In my previous articles, I have described the kind of leadership qualities that I feel is most important to possess. Conversely, both “personal humility” and “professional will” are the roots of all other qualities from which they manifest. True leadership after all is inversely proportional to the exercise of power. A true leader uses influence, respect, and buy-ins of his followers more than the exercise of coercion, intimidation and control. Therefore, you are only a leader if and only if people follow your leadership when they have the freedom not to.
Insecure leaders are never comfortable in an environment where their followers can fire their own bosses but true leaders are. Insecure leaders employ a system or mechanism of coercion, intimidation and control. True leaders are confident even under such an environment where they can be fired anytime by their followers because they know that they will always have the support, respect and approval of their followers. This is not about popularity. People follow because they believe and trust the person leading them. It is that plain and simple.
In leadership selection, the choice to hire internally or externally will always result in controversy. Both venues have reasonable pros and cons, and depending on the need, purpose and circumstances, one nevertheless will come out more appealing than the other. As experts would put it, every great organization is characterized by dual action – to preserve the core and to stimulate progress. Put another way, an organization needs to preserve its core values and fundamental purpose and on the other hand, the organization needs to stimulate progress or positive change. Internal selection would clearly preserve the core, but may not necessarily stimulate much progress or positive change. The opposite is true for sourcing externally. Since they are not from within, then they are likely to introduce different approaches, experiences, mindset, etc., therefore, may likely promote and stimulate change or progress.

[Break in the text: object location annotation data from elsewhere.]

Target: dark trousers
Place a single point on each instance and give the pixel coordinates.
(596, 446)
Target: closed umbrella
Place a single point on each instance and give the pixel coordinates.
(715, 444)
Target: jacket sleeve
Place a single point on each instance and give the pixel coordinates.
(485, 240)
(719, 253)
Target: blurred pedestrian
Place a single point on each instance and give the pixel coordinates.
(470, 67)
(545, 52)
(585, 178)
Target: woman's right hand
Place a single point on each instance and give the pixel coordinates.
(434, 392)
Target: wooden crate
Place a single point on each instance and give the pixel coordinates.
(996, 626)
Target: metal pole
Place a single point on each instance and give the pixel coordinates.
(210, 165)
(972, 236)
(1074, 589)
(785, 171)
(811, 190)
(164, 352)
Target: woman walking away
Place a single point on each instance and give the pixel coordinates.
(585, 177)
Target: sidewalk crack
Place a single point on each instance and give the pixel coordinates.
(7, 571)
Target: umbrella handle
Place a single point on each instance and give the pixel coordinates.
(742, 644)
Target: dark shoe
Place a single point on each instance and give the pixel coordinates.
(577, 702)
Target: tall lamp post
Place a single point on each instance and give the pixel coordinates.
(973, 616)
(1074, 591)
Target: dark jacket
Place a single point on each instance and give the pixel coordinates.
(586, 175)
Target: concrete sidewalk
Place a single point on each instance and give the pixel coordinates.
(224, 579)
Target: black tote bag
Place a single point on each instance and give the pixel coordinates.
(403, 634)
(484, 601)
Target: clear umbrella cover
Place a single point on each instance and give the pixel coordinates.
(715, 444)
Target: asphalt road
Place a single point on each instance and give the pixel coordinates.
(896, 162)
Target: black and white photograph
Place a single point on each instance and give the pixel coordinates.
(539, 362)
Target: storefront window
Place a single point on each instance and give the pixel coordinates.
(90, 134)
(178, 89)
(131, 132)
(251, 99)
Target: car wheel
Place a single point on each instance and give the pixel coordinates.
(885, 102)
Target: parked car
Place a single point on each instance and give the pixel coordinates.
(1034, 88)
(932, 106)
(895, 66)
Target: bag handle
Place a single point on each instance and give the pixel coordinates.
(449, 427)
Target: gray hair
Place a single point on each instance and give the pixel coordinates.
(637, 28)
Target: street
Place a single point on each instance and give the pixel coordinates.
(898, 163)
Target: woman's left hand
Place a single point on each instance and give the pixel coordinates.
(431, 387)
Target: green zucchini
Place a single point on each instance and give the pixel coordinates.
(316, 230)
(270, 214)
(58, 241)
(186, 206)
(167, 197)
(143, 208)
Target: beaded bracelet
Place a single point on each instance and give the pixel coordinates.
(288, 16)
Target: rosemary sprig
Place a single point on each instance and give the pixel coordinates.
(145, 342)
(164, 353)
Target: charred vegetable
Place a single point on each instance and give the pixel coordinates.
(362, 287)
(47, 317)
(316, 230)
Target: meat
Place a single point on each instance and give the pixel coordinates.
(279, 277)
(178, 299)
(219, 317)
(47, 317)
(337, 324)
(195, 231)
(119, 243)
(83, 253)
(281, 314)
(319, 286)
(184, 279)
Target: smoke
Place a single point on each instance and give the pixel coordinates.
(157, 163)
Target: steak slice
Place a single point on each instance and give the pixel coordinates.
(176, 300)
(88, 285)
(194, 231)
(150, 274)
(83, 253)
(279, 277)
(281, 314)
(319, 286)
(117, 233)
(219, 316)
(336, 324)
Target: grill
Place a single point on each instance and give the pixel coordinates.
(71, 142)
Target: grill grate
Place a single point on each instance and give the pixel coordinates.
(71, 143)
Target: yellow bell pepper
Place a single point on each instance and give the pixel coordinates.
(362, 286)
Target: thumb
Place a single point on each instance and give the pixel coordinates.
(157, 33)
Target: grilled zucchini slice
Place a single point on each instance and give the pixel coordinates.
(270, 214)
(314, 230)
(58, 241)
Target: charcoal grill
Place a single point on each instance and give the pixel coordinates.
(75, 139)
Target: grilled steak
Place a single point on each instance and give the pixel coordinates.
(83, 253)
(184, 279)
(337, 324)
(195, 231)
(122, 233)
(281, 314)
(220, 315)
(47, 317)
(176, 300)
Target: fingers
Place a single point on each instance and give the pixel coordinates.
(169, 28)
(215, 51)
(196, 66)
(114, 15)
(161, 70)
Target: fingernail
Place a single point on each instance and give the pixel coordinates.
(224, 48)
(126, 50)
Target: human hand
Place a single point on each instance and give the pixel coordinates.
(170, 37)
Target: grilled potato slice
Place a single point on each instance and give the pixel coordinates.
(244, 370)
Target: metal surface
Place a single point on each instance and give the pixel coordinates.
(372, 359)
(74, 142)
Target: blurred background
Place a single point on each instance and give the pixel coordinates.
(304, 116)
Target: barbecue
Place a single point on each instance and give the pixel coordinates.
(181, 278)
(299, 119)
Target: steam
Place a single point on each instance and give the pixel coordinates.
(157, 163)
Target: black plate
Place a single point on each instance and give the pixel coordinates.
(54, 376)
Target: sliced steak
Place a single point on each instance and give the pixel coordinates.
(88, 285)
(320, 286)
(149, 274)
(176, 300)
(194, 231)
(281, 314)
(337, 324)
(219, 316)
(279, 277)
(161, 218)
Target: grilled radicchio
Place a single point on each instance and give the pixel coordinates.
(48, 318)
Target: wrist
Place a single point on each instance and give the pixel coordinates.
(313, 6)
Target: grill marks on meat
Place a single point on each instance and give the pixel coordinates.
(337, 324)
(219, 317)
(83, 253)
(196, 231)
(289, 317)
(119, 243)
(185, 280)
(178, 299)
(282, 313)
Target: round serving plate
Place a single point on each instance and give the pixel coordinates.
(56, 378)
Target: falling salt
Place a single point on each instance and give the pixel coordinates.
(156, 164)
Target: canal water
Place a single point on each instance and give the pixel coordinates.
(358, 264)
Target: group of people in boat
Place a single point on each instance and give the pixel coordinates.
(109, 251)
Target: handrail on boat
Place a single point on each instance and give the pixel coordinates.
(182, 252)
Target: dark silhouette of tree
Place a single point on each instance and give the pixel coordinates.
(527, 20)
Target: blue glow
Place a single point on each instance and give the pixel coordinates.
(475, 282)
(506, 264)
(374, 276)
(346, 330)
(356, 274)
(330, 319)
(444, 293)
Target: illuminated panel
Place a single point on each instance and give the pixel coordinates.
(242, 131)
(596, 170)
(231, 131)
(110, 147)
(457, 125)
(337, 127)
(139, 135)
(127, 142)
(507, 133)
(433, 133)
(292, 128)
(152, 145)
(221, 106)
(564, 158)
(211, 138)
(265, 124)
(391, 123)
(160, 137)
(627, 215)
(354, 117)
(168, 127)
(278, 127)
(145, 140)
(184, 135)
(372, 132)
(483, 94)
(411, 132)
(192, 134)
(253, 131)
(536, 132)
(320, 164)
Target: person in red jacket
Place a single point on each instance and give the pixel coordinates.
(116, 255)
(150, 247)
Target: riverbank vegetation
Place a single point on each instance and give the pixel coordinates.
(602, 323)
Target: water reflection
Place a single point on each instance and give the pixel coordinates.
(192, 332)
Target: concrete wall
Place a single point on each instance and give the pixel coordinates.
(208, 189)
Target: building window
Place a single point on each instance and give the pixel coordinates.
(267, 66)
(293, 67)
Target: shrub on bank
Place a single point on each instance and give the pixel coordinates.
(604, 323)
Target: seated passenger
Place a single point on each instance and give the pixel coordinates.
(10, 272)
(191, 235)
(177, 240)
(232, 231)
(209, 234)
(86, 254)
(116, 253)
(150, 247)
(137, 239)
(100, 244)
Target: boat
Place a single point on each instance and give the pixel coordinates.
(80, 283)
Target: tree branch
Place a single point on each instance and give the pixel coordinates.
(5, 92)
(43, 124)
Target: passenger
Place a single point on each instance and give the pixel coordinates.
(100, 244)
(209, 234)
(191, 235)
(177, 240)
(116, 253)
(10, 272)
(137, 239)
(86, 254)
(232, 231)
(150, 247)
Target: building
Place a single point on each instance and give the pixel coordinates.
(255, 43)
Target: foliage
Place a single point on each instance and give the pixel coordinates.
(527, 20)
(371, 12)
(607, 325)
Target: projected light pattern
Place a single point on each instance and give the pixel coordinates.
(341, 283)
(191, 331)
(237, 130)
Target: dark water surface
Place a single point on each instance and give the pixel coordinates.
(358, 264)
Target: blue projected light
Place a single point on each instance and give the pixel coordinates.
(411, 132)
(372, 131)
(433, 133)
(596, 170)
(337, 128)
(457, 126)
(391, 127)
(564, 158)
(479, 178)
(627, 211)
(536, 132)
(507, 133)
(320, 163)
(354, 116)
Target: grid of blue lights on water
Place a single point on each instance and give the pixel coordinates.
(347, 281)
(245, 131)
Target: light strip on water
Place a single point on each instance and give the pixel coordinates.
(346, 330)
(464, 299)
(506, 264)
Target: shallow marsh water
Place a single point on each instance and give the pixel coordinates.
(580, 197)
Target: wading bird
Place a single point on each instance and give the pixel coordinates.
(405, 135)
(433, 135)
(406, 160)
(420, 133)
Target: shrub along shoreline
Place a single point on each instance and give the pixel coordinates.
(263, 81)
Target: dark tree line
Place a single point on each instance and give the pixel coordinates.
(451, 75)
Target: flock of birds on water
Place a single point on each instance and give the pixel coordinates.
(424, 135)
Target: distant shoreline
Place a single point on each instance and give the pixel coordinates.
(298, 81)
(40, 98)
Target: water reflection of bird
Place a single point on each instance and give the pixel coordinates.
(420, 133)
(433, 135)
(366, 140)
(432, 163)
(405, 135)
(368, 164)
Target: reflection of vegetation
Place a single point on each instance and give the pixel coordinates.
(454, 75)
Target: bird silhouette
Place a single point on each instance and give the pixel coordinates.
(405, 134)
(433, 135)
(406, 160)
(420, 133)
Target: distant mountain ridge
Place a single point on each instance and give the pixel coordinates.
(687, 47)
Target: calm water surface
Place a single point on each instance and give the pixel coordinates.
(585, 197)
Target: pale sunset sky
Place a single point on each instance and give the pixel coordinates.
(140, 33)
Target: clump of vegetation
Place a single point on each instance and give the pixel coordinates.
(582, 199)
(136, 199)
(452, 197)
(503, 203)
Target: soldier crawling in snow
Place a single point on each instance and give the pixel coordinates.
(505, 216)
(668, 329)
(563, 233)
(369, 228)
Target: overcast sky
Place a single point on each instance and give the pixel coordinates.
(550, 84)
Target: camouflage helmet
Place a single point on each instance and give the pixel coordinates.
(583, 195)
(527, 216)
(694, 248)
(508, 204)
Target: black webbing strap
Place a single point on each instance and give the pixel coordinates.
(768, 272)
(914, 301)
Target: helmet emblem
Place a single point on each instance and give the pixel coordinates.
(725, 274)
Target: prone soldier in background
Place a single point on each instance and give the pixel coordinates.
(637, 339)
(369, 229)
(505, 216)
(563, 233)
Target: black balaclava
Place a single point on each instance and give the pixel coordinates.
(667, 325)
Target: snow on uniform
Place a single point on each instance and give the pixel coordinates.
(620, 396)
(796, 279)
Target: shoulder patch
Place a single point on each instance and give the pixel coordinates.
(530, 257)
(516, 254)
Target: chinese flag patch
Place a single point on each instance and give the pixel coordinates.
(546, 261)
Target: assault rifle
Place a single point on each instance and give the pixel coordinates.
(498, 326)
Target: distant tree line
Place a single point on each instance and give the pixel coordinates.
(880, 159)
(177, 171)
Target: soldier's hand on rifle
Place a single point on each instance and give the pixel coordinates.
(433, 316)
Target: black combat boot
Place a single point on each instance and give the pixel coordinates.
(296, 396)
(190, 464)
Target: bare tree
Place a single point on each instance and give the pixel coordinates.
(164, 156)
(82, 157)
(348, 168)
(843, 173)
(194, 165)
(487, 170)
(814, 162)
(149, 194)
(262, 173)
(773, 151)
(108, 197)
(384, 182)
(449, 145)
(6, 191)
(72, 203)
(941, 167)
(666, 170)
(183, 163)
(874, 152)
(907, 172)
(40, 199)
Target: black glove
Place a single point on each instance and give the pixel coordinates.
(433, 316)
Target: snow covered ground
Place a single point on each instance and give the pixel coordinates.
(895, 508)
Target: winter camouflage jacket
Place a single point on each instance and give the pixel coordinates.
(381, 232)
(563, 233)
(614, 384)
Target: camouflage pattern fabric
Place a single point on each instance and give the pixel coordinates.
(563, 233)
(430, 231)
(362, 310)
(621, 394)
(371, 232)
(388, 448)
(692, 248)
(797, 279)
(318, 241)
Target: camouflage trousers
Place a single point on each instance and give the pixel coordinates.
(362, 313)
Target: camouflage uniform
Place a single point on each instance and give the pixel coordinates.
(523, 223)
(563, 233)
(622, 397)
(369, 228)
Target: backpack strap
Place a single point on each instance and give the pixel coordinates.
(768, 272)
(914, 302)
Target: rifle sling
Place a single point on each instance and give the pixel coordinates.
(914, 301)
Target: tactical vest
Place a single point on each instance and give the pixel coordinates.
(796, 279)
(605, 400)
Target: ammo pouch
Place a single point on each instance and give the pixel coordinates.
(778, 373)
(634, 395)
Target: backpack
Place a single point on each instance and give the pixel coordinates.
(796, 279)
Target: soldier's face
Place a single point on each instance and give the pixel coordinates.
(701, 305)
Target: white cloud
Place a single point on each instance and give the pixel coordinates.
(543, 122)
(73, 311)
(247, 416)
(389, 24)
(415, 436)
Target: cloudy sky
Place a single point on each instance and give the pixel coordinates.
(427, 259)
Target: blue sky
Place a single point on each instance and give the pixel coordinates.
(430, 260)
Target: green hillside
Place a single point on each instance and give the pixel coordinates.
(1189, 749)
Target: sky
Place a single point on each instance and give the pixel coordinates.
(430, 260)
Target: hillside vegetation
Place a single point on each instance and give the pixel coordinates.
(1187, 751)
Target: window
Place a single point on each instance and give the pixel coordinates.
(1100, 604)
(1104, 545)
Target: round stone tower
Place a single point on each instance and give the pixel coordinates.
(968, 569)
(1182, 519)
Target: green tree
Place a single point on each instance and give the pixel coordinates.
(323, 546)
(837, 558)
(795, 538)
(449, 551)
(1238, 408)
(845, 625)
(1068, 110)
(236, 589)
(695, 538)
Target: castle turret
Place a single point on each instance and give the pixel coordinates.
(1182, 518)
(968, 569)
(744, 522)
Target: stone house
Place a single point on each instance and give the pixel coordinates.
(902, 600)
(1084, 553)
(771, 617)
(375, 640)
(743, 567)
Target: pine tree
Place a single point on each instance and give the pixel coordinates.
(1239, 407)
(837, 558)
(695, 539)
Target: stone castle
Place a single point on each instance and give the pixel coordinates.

I personally favor sourcing from within but first, allow me to redefine the lines and boundaries of what I consider internal and external. What do I mean?
I do not think of internal as being inside the organization and external coming from the outside of the organization. Instead, I would like to see it in the context of my company’s core values and fundamental purpose, not by referencing organizational boundaries. Instead of looking at a candidate based on whether he or she is an employee or not, I would closely examine his or her core values instead. The more the candidate is aligned with our organization, the more “from with in” the candidate appears to me.
Same goes true for employees who are already in the organization. They may be from with in but if their core values are not aligned with the organization nor do they not subscribe to the company’s fundamental purpose. Thus, for all intents and purposes, the employee is clearly an outsider for me.
It is amazing how my options opened up and how my horizons broadened up by just simply adjusting my perspective. I am able to select from more candidates, ensure the preservation of my core values and purpose, and give my organization a likely chance to foster and promote progress.